From: Peter Xu <peterx@redhat.com>
To: "Maciej S. Szmigiero" <mail@maciej.szmigiero.name>
Cc: "Fabiano Rosas" <farosas@suse.de>,
"Alex Williamson" <alex.williamson@redhat.com>,
"Cédric Le Goater" <clg@redhat.com>,
"Eric Blake" <eblake@redhat.com>,
"Markus Armbruster" <armbru@redhat.com>,
"Daniel P . Berrangé" <berrange@redhat.com>,
"Avihai Horon" <avihaih@nvidia.com>,
"Joao Martins" <joao.m.martins@oracle.com>,
qemu-devel@nongnu.org
Subject: Re: [PATCH v3 16/24] migration/multifd: Send final SYNC only after device state is complete
Date: Thu, 5 Dec 2024 14:02:37 -0500 [thread overview]
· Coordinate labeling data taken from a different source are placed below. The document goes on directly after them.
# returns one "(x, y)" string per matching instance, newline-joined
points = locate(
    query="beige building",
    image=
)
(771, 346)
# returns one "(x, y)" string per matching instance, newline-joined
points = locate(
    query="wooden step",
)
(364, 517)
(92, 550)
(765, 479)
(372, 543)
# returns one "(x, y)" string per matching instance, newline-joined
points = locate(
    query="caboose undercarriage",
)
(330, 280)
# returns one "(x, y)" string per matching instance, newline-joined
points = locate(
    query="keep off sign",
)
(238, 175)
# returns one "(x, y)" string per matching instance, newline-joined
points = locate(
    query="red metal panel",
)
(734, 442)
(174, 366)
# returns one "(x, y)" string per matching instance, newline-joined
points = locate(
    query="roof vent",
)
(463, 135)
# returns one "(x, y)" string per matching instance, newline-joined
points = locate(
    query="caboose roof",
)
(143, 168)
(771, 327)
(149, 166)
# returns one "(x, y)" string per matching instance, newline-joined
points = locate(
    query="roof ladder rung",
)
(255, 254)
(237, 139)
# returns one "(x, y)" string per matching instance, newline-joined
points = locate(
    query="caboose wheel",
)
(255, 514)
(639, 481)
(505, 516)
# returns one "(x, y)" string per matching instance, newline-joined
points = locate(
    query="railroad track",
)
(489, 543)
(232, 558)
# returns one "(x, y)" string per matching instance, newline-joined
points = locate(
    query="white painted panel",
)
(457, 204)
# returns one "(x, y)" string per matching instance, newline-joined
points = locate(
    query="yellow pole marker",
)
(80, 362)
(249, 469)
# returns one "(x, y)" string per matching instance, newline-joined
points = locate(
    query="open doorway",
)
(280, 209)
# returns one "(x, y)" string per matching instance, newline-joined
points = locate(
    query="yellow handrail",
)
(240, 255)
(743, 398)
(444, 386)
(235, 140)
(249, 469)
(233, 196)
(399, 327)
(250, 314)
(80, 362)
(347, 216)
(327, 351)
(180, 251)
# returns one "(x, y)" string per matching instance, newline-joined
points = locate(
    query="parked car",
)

Message-ID: <Z1H4zS_TXZtVJOhw@x1n> (raw)
In-Reply-To: <945bab06-b6e6-449e-b810-7800b996ba83@maciej.szmigiero.name>
On Tue, Nov 26, 2024 at 10:22:42PM +0100, Maciej S. Szmigiero wrote:
> On 26.11.2024 21:52, Fabiano Rosas wrote:
> > "Maciej S. Szmigiero" <mail@maciej.szmigiero.name> writes:
> >
> > > From: "Maciej S. Szmigiero" <maciej.szmigiero@oracle.com>
> > >
> > > Currently, ram_save_complete() sends a final SYNC multifd packet near this
> > > function end, after sending all of the remaining RAM data.
> > >
> > > On the receive side, this SYNC packet will cause multifd channel threads
> > > to block, waiting for the final sem_sync posting in
> > > multifd_recv_terminate_threads().
> > >
> > > However, multifd_recv_terminate_threads() won't be called until the
> > > migration is complete, which causes a problem if multifd channels are
> > > still required for transferring device state data after RAM transfer is
> > > complete but before finishing the migration process.
> > >
> > > Defer sending the final SYNC packet to the end of sending of
> > > post-switchover iterable data instead if device state transfer is possible.
> > >
> > > Signed-off-by: Maciej S. Szmigiero <maciej.szmigiero@oracle.com>
> >
> > Reviewed-by: Fabiano Rosas <farosas@suse.de>
> >
> > I wonder whether we could just defer the sync for the !device_state case
> > as well.
> >
>
> AFAIK this should work, just wanted to be extra cautious with bit
> stream timing changes in case there's for example some race in an
> older QEMU version.
I see the issue, but maybe we don't even need this patch..
When I was working on commit 637280aeb2 previously, I forgot that the SYNC
messages are together with the FLUSH which got removed. It means now in
complete() we will sent SYNCs always, but always without FLUSH.
On new binaries, it means SYNCs are not collected properly on dest threads
so it'll hang all threads there.
So yeah, at least from that part it's me to blame..
I think maybe VFIO doesn't need to change the generic path to sync, because
logically speaking VFIO can also use multifd_send_sync_main() in its own
complete() hook to flush everything. Here the trick is such sync doesn't
need to be attached to any message (either SYNC or FLUSH, that only RAM
uses). The sync is about "sync against all sender threads", just like what
we do exactly with mapped-ram. Mapped-ram tricked that path with a
use_packet check in sender thread, however for VFIO we could already expose
a new parameter to multifd_send_sync_main() saying "let's only sync
threads".
I sent two small patches here:
https://lore.kernel.org/r/20241205185303.897010-1-peterx@redhat.com
The 1st patch should fix the SYNC message hang for 637280aeb2 that I did.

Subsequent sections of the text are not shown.